レストランのトレードマークは、てへっと笑って、ぺろっと舌を出す“てへぺろ”マインドを表している。撮影/渡邉智裕

「ご注文を繰り返します。フォークで食べる汁なし担々麺が1つ……」と、愛くるしいおばあちゃんのホールスタッフが確認するや、「あ、担々麺じゃなくてオムライスです」と、笑みをこぼしながら訂正するお客さん。

 店内が、牧歌的で柔らかい雰囲気に包まれたのは、『注文をまちがえる料理店』という名のレストラン。9月16日~18日の3日間、東京・六本木に期間限定でオープンした。

 実は、この料理店、ホールを担当するスタッフが全員、認知症を抱えている女性と男性で構成されているという、なんとも不思議なレストラン。今年6月3日~4日に開催された、プレオープンでは大きな反響を呼び、海外メディアからも取材申し込みが殺到。認知症を抱える人たちへの新しいアプローチとして、国内外問わず熱視線を送られているのだ。

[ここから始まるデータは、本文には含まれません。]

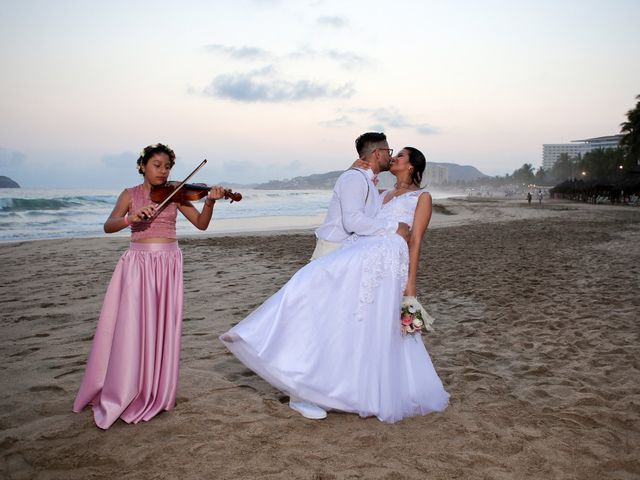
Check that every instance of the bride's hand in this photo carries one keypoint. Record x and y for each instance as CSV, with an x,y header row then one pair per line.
x,y
359,163
403,231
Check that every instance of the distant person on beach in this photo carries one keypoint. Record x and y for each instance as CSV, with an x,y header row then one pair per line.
x,y
132,370
332,336
356,201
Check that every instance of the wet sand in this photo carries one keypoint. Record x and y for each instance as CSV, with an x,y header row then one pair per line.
x,y
537,340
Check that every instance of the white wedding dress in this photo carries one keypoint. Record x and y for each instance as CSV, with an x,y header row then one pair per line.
x,y
331,335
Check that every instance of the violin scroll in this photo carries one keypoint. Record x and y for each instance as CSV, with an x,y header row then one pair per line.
x,y
233,196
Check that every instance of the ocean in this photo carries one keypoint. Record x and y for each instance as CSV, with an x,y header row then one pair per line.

 それにしても、どうしてこのようなレストランが誕生したのか?

「認知症介護のドキュメンタリー番組を作っていたときに体験した“間違え”がきっかけでした」と語るのは、発起人であるテレビ局ディレクターの小国士朗氏だ。

発起人の小国士朗氏。小国さんはじめスタッフは全員、ボランティアで運営している。撮影/渡邉智裕

「グループホームを取材していた際に、認知症を抱えるおじいさんやおばあさんに料理を作っていただく機会がありました。その日の献立はハンバーグと聞いていたのですが、いざ出てきたご飯を見ると餃子だったんです」(小国氏、以下同)

 ハンバーグじゃないんですか? と言いかけたものの、「その言葉を口にすると気持ちが窮屈になるような気がした」と、振り返る。

 そうした経験から、少しだけでも気持ちが寛容になれれば、認知症に対する認識が変わるのではないかと考え、“間違えることを目的とするのではなく、間違えたときは許してね”ということをコンセプトにしたレストランが生まれた。

「間違えることを受け入れたり、ともに楽しめたりすることのできる料理店を作ることで、新しい価値観を作りたかった。介護施設の方にご協力いただき、働く意欲がある方を対象に募集し、限定という形で開催することができました」

 本来、注文を間違えようものなら殺伐とした空気が支配してしまうことも珍しくないが、この料理店には、間違えを受け入れる寛容さが至るところに存在している。

 都内から訪れた20代の女性は、「私も飲食店で働いているのですが、お店とお客さんの関係性が素敵だなって。スタッフ同士が支え合い、お客さんとスタッフも同じ空気を吸っている。認知症の方に限った話ではなくて、今後は外国人の店員さんやお客さんも増えてくる。お店とお客がお互いに寛容性を持つ飲食店が増えてくれたら」と、店の魅力に声を弾ませる。